Last Wednesday, the Snohomish County Council approved placing five separate measures on the November 3 ballot.
The package, to ensure county infrastructure keeps up with growth, has been likened to King County's Forward Thrust initiatives of the late 1960s.
It includes three different types of tax hikes for a 10-year time period.
Here's what is proposed;
- a property tax increase of $.85 per $1,000 of assessed value to raise $345 million for transportation projects;
- an increase of $.10 per $1,000 of assessed value to raise $40 million for park and recreation projects;
- an increase of $.06 per $1,000 of assessed value to make water and sewer improvements.
- a gas tax increase of 2.3 cents per gallon to raise $60 million for transportation projects;
- and a real estate excise tax increase of .41 percent to raise $130 million to buy conservation areas, open space and control storm water runoff.
County Councilmembers Barbara Cothern, who represents part of Bothell and southwest Snohomish County, Kirke Sievers, council chair, and Rick Larsen, voted to put all five measures on the ballot.
Councilman Dave Somers, who represents Maltby, Clearview, Monroe and southeastern Snohomish County voted to place all but the water and sewer issue to a vote. A proposed $16 million water pipeline to extend south of Clearview was scrapped from that measure.
The only Republican on the council, Gary Nelson, voted against placing anything on the ballot.
The plans were proposed to the council by ASCENT 21, a civic group comprised of business, political and educational leaders whose initials stand for Addressing Snohomish County's Environment Now and Tomorrow for the 21st Century. The group, in existence since last year, identified $2 billion worth of needed improvements. They will now campaign for the measures.

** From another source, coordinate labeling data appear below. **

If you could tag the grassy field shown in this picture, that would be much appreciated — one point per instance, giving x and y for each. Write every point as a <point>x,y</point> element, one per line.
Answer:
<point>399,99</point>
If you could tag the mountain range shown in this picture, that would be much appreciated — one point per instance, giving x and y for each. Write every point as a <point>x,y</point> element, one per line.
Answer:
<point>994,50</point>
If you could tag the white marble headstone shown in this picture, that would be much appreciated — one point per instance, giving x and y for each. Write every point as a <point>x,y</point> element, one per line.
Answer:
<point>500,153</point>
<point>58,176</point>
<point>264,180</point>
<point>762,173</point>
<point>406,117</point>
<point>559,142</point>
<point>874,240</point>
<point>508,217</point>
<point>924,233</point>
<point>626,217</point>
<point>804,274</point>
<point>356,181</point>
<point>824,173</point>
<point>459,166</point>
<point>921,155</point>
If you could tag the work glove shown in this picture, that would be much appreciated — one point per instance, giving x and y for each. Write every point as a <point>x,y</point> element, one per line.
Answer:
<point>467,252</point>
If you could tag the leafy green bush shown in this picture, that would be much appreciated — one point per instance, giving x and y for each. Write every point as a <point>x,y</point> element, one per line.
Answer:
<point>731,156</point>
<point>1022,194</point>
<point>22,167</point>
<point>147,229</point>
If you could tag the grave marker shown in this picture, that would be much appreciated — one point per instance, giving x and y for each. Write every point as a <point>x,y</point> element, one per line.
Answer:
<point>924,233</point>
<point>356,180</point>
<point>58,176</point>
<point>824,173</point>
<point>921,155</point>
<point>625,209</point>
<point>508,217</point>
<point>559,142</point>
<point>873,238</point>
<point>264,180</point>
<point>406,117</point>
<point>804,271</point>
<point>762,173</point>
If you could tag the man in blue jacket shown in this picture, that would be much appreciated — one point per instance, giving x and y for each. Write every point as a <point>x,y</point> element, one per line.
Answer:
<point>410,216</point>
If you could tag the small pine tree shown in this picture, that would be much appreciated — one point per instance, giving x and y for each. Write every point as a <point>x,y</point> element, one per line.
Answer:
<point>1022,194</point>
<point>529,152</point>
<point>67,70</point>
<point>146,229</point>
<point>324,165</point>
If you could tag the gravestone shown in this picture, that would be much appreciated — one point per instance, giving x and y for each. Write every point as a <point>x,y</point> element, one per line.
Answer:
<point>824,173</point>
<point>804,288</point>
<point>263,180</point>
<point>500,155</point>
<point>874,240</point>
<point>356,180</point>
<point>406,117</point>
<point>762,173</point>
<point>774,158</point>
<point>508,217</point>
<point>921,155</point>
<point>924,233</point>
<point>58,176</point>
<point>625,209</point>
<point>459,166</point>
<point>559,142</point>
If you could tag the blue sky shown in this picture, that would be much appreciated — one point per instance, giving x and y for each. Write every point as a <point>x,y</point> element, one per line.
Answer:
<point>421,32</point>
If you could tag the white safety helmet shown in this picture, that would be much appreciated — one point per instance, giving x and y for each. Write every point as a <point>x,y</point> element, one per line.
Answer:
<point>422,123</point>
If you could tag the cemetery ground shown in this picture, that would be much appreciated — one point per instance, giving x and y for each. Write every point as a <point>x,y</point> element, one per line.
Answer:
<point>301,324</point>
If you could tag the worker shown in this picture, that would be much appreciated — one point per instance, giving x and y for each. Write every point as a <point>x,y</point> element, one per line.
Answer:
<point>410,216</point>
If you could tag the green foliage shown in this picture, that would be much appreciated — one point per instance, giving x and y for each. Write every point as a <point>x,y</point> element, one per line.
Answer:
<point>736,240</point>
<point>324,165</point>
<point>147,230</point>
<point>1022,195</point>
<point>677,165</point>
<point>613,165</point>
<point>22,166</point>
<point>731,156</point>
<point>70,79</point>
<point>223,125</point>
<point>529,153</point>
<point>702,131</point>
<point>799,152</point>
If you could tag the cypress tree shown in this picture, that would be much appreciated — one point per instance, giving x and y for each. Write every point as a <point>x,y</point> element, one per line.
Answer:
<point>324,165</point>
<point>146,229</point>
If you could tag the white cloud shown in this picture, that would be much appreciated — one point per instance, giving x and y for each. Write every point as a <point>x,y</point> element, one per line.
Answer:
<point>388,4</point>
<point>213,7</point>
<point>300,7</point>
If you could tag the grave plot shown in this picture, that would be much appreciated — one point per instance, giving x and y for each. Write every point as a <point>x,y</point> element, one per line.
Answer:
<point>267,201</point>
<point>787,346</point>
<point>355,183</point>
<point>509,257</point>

It will be a long, hard battle to convince voters the package will equitably collect and distribute revenues, as backers say it will.
Recently, the Bothell City Council shied away from endorsing the package. Mayor Debbie Treen said she didn't think there was equity for the city. Other councilmembers worried that the plan would make existing property owners and residents pay for future development.